A University of Toronto researcher is working to improve a security technology that could one day make existing PKI implementations obsolete.
Professor Hoi-Kwong Lo, who works in the Centre for Quantum Information and Quantum Control at U of T, is conducting research into quantum cryptography as a means of securing data transmitted via fibre optic cable.
The technique is a break from standard encryption methods which employ public key infrastructure, or PKI. It uses laser light particles, more commonly known as photons, to carry encryption keys.
While quantum cryptography shows great promise, a major shortcoming is that it is only effective over short distances, said Lo, who published a study on the subject in the most recent issue of Physical Review Letters.
Lo has been working with existing quantum cryptographic products to make them more commercially viable.
“We can encrypt a much longer message and encrypt it over a much longer distance,” he said. “We are implementing a new idea which can allow us to send data over much longer distances.

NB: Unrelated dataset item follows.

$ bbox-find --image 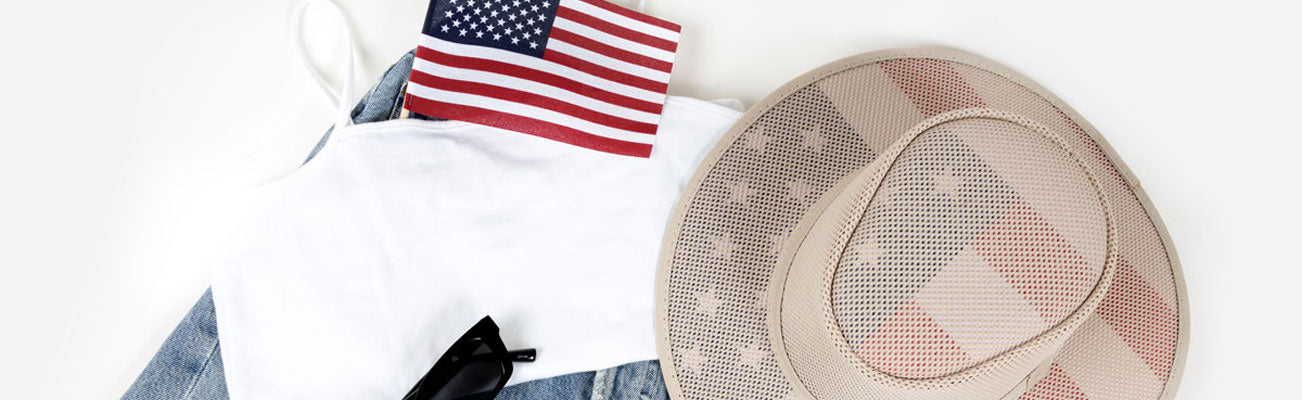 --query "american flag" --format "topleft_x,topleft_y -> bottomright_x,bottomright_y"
405,0 -> 681,158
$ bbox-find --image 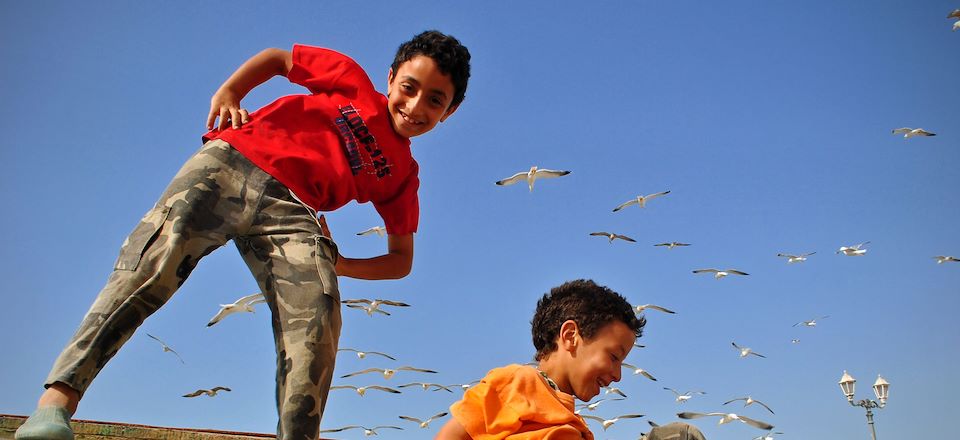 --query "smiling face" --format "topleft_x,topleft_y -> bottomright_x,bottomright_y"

It makes the technology much more practical.”
Uncertainty principle
Where PKI uses complex mathematical equations that can be understood and solved by computers, quantum cryptography relies on Heisenberg’s Uncertainty Principle, which states that merely observing an object will alter it.
Lo’s technique produces photonic decoys. If a hacker attempts to intercept the data stream the shape of those decoys would change, which would warn network administrators someone is trying to tamper with the data.
Before Lo began to modify the commercial product, it was only secure up to 10 km. He claims that his technique increases that distance to 15 km. Subsequent experiments increased it to 60 km. Lo said that 120 km is in reach.
This type of encryption technology is of particular interest to the financial community and for military applications, he said.
Rob Gelfond, the CEO of New York City-based MagiQ Technologies, said that he already has some customers for his quantum cryptographic solution, the Quantum Private Network.
He said the product has been available for several years and his clients use it as an adjunct to their existing security technology.
“It means that they don’t have to rely on us 100 per cent, so if our system were to fail for any reason, they would be no worse off than with what they have today,” he said.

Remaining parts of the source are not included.